Formula for number of substitutions per site over time t - JC difference?

K(t) = -3/4 log (1 - 4/3 * P_diff(t)

What is the pairwise difference if two sequences are 97% similar? and 70%? What are the resulting K(t) values? What can be said when comparing these two results?

97% similar --> P_diff(t) = 3% = 0.03 -0.75 × log(1-(1.33 × 0.03)) = 0.0305 70% similar --> P_diff(t) = 30% = 0.3 -0.75 × log(1-(1.33 × 0.3)) = 0.3819 lower P_diff(t) results in a K(t) that is quite similar Higher P_diff(t) -- K(t) is less similar

What do DNA substitution models generally correct for?
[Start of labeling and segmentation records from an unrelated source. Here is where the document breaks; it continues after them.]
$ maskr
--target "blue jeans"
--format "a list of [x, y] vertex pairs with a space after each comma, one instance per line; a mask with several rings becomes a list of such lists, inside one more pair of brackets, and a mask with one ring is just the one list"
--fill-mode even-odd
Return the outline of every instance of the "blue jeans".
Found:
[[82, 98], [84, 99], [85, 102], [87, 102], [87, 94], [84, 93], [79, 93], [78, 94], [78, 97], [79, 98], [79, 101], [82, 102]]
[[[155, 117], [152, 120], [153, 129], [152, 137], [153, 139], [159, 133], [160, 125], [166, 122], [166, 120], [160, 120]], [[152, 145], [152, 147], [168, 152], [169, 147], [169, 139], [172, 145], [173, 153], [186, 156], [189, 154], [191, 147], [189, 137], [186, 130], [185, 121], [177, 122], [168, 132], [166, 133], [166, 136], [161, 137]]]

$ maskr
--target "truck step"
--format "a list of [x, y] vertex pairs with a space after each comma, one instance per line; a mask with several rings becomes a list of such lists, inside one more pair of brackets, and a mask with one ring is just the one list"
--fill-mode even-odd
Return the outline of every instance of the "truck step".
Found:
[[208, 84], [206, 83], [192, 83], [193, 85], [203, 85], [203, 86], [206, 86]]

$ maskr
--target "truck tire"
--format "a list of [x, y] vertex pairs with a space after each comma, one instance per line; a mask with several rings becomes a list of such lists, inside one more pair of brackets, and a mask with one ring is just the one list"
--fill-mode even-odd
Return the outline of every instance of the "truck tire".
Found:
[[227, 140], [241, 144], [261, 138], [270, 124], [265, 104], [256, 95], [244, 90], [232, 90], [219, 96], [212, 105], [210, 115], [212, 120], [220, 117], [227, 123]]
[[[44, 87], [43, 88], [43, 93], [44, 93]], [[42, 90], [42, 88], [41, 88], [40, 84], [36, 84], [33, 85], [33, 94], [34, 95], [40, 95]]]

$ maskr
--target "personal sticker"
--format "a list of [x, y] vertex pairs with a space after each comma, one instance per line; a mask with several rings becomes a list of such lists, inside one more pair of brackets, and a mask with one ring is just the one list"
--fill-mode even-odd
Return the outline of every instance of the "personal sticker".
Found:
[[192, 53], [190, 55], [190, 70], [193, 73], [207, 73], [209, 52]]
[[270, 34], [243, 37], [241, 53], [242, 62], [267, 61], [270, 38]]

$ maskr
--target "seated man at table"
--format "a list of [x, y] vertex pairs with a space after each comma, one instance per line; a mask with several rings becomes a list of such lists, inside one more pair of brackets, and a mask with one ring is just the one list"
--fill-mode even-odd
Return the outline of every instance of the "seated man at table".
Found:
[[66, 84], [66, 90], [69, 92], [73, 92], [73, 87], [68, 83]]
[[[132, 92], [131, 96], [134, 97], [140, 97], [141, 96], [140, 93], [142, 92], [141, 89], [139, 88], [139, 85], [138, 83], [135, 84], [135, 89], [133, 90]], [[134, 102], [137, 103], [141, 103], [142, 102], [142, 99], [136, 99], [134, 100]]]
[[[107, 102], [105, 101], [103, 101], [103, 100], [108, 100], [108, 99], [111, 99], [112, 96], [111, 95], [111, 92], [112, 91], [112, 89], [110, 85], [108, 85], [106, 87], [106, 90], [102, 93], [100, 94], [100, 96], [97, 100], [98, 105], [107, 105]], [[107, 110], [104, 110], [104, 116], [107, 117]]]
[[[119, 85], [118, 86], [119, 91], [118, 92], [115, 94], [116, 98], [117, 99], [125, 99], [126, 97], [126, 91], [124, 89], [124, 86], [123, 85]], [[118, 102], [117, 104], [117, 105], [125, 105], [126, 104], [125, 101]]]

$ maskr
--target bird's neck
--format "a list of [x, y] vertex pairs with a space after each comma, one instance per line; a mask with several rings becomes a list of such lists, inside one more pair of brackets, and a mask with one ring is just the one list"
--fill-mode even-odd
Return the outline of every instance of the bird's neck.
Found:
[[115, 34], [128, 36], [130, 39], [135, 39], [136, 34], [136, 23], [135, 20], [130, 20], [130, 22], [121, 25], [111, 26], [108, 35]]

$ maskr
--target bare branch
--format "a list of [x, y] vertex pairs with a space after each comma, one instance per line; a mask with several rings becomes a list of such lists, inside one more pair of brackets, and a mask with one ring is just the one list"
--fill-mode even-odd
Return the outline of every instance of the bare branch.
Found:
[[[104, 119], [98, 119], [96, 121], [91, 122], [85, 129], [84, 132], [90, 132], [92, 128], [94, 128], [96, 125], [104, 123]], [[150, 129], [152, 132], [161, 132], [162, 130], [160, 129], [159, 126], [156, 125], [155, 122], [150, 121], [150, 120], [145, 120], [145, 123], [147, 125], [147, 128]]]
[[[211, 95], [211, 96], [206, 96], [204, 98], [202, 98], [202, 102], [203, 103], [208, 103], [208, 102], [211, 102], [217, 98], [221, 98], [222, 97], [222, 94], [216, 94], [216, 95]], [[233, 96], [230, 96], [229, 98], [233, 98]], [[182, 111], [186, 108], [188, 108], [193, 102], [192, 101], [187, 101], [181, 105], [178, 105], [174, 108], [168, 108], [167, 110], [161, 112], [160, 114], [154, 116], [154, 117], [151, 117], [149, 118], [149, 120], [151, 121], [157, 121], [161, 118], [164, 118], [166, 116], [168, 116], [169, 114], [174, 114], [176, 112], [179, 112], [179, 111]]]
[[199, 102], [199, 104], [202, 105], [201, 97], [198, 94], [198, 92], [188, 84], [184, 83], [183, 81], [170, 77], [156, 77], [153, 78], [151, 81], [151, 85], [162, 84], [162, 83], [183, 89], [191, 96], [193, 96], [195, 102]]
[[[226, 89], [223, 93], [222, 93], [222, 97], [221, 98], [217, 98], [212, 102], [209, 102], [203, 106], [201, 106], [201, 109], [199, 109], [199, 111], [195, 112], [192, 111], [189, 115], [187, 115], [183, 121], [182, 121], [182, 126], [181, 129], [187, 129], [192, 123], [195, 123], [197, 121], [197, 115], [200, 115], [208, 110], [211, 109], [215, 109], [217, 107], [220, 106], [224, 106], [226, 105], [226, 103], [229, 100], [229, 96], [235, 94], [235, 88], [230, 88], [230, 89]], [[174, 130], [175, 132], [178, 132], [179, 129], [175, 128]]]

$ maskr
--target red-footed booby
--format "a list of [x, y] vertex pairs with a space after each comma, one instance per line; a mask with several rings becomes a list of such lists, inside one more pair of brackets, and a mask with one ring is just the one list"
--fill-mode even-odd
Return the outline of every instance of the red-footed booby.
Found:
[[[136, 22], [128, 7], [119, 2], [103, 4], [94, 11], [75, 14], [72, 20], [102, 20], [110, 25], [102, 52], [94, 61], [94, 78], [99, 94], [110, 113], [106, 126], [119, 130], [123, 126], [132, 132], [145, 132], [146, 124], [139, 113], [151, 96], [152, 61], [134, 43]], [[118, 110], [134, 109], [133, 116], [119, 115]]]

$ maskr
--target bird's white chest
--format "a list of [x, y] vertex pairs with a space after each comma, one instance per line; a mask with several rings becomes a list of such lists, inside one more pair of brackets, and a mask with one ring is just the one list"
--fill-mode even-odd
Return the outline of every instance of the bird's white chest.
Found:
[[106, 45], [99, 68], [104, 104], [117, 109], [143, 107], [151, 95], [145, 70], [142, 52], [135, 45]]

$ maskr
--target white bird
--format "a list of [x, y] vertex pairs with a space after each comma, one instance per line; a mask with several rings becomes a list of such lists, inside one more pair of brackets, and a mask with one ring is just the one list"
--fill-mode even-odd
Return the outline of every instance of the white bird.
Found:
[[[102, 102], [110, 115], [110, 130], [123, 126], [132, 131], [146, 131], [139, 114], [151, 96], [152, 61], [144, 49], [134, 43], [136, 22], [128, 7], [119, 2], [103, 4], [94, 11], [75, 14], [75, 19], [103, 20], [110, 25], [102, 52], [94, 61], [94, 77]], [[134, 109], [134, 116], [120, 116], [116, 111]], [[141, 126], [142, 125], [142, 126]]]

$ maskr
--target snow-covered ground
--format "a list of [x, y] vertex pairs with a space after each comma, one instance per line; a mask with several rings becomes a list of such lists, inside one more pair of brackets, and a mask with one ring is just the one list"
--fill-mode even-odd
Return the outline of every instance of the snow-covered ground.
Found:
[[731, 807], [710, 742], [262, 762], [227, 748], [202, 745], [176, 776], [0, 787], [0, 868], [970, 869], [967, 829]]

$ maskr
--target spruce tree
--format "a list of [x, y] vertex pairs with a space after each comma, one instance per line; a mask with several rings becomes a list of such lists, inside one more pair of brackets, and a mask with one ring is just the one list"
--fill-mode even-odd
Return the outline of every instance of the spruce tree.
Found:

Why?

For multiple substitutions at same site. chance for same mutation at same position is high --> this could have been multiple substitutions this is why differences are corrected to be higher than observed

What is the next step to get a phylogeny once we have a matrix of distances?

we match distances to topology & branch lengths true evolutionary distances would fit a single tree BUT stochastic error & inappropriate models usually result in deviation from true evolutionary distances ➡ distances don’t fit the tree exactly, need to approximated!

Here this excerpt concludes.